Determination of the amino acid residues of NSP1 critical for caspase-1 inhibition. (A and B) HEK 293T cells were co-transfected with vectors expressing caspase-1 and pro-IL-1β plus either pEF1α-DEST or pEF1α-DEST expressing c-Myc-tagged NSP1 wild type (WT) or NSP1 containing the mutations R124A/K125A, K164A/H165A, and both R124A/K125A and K164A/H165A (quadruple mutant (QM)) and a deletion of amino acids 160–173 (∆ 160–173). After 24 h, (A) the concentrations of mature IL-1β secreted in culture supernatants were measured by ELISA, and (B) levels of caspase-1 and NSP1 (c-Myc) proteins and the cleavage of caspase-1 into its p20 subunit were determined by Western blotting. ELISA data shown are representative of three independent experiments. * p < 0.001 by unpaired two-tailed Student’s t-tests.

Figure 3

Determination of the NSP13 domain required for caspase-1 inhibition. (A) Diagrammatic representation of NSP13 deletion mutants. (B and C) HEK 293T cells were co-transfected with vectors expressing caspase-1 and pro-IL-1β plus either pEF1α-DEST or pEF1α-DEST expressing c-Myc-tagged NSP13 WT or mutants carrying deletions of zinc-binding domains (ZBD) (∆ZBD), the stalk domain (∆S), the 1B domain (∆1B), the two RecA-like domains, 1A (∆1A) and 2A (∆2A) and both 1A and 2A (∆1A/2A). After 24 h, (B) the concentrations of mature IL-1β secreted in culture supernatants were measured by ELISA, and (C) levels of caspase-1 and NSP13 (c-Myc) proteins and the cleavage of caspase-1 into its p20 subunit were determined by Western blotting. ELISA data are representative of three independent experiments. * p < 0.001 by unpaired two-tailed Student’s t-tests.

Figure 4

Effects of NSP1 and NSP13 on the NLRP3 inflammasome in THP-1 cells.
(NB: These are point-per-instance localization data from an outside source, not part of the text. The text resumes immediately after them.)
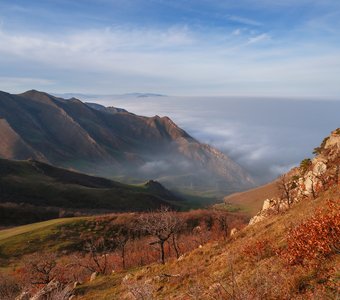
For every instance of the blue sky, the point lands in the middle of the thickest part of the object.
(246, 47)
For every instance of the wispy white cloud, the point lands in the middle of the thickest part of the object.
(245, 21)
(173, 60)
(259, 38)
(8, 83)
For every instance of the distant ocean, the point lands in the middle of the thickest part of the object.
(265, 135)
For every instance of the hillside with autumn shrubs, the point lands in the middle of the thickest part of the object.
(289, 250)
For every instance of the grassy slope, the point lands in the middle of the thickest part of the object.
(43, 185)
(212, 265)
(251, 201)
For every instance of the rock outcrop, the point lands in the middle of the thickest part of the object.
(307, 180)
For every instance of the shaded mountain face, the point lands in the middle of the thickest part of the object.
(41, 185)
(111, 142)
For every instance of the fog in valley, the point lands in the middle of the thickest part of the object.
(267, 136)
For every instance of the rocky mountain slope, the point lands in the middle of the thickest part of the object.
(110, 142)
(288, 251)
(311, 178)
(291, 253)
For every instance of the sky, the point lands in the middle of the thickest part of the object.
(285, 48)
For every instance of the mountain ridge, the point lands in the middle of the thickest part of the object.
(72, 134)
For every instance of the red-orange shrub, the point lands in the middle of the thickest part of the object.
(316, 238)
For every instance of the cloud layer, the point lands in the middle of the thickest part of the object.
(174, 47)
(267, 136)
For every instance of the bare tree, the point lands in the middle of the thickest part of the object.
(162, 224)
(9, 288)
(98, 251)
(40, 267)
(121, 238)
(222, 219)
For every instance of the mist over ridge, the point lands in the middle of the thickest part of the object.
(267, 136)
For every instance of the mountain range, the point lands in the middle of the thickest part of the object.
(112, 142)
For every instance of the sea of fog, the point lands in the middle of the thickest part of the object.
(267, 136)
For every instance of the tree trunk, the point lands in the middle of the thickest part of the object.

THP-1 cells were electroporated with either pEF1α-DEST or pEF1α-DEST expressing c-Myc-tagged NSP1 WT, NSP1 QM, NSP13 WT or NSP13 ∆1A/2A. Twenty hours later, the cells were differentiated by incubation with phorbol-12-myristate 13-acetate (PMA), followed by treatment with lipopolysaccharide (LPS) for 15 h and adenosine triphosphate (ATP) for 1 h. (A) Caspase-1 activity measured by Caspase Glo^®1 Inflammasome assays. (B) Mature IL-1β secretion in culture supernatants measured by ELISA. (C and D) Protein levels of NLRP3, ASC, caspase-1, caspase-1 p20, IL-1β, c-Myc and tubulin in THP-1 cells expressing (C) NSP1 WT and QM and (D) NSP13 WT and ∆1A/2A determined by Western blotting. The results of Caspase Glo^®1 inflammasome assays and IL-1β ELISA are representative of three independent experiments. * p < 0.001 by unpaired two-tailed Student’s t-tests. Sup, supernatant.